いつかこの日々を思い出してきっと泣いてしまう

文学パパが綴るかけがえのない日常

ワンシーン

大粒の涙が頬をつたっていた。

 

お風呂上がり、娘をタオルで迎えに行くと、彼女が大泣きしていた。何事だろうかと尋ねると、何かを言っている。しかし泣きじゃくって聞き取れない。何度か聞き返していると、やっとわかった。

 

「みんな、しぬ、のがいやなの」

 

ああ。どんな文脈かは知らないが、一緒に入ってたママからそんなことを聞いたのだろう。
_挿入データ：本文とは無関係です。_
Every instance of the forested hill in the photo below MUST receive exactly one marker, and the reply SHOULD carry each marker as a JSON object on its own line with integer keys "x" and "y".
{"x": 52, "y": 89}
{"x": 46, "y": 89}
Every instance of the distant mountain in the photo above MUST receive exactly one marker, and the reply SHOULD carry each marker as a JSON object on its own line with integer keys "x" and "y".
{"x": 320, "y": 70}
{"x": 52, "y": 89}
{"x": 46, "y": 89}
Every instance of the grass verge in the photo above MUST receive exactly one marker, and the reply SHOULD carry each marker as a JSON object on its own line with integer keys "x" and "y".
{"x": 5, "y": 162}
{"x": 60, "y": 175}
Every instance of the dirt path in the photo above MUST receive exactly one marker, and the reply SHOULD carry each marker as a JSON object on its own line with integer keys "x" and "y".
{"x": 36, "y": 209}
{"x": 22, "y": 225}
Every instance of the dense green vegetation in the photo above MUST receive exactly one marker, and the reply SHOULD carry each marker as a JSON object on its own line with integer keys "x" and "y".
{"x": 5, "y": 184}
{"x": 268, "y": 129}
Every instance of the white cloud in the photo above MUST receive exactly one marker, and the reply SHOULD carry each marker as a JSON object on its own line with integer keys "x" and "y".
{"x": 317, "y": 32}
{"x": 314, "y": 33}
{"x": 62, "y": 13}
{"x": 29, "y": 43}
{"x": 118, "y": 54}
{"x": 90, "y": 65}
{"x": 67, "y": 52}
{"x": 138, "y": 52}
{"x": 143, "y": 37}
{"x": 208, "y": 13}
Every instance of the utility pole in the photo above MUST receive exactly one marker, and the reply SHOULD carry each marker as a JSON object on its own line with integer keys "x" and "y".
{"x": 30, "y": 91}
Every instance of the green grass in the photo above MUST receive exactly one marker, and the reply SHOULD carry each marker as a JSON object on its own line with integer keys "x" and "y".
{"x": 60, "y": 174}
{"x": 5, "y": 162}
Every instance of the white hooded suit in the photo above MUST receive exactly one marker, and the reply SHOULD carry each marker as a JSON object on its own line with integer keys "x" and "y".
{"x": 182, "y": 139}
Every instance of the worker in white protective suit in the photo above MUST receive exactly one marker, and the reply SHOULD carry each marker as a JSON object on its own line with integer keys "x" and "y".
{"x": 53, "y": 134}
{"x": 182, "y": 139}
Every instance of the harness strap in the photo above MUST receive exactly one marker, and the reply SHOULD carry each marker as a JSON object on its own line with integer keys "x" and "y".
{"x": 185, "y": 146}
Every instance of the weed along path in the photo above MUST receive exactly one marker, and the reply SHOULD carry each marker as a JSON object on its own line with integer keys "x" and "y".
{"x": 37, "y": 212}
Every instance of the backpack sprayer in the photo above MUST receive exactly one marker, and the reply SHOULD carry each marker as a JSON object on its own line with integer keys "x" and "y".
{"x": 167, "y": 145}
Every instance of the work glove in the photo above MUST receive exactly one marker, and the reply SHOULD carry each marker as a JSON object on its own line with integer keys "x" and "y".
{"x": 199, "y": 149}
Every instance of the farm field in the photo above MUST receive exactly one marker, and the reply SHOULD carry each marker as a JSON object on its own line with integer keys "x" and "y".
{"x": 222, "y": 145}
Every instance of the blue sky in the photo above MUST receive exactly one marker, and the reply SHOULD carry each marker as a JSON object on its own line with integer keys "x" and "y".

以前にも似たようなことがあった気がする。たしかに子供の頃、それを意識して急に不安になったこともあったかもしれない。

 

身体をふいてあげながら、彼女が落ち着くのを待った。しばらくすると、鼻水でぐしゃぐしゃな顔になったことが可笑しかったのか、ひとりでに吹き出し、笑い始めた。

 

子供らしいな。喜怒哀楽の切り替わりが早い。そして素直だ。感情という川が真っ直ぐに流れている。

 

もう話題は移り変わり、早く弟が一緒に遊べるくらい大きくならないかなあ、とぼやいている。弟が大きくなったらふたりで遊べるからパパとママはお仕事してもいいよ、だそうだ。

 

楽しいな。モノトーンな生活に彩りが添えられる。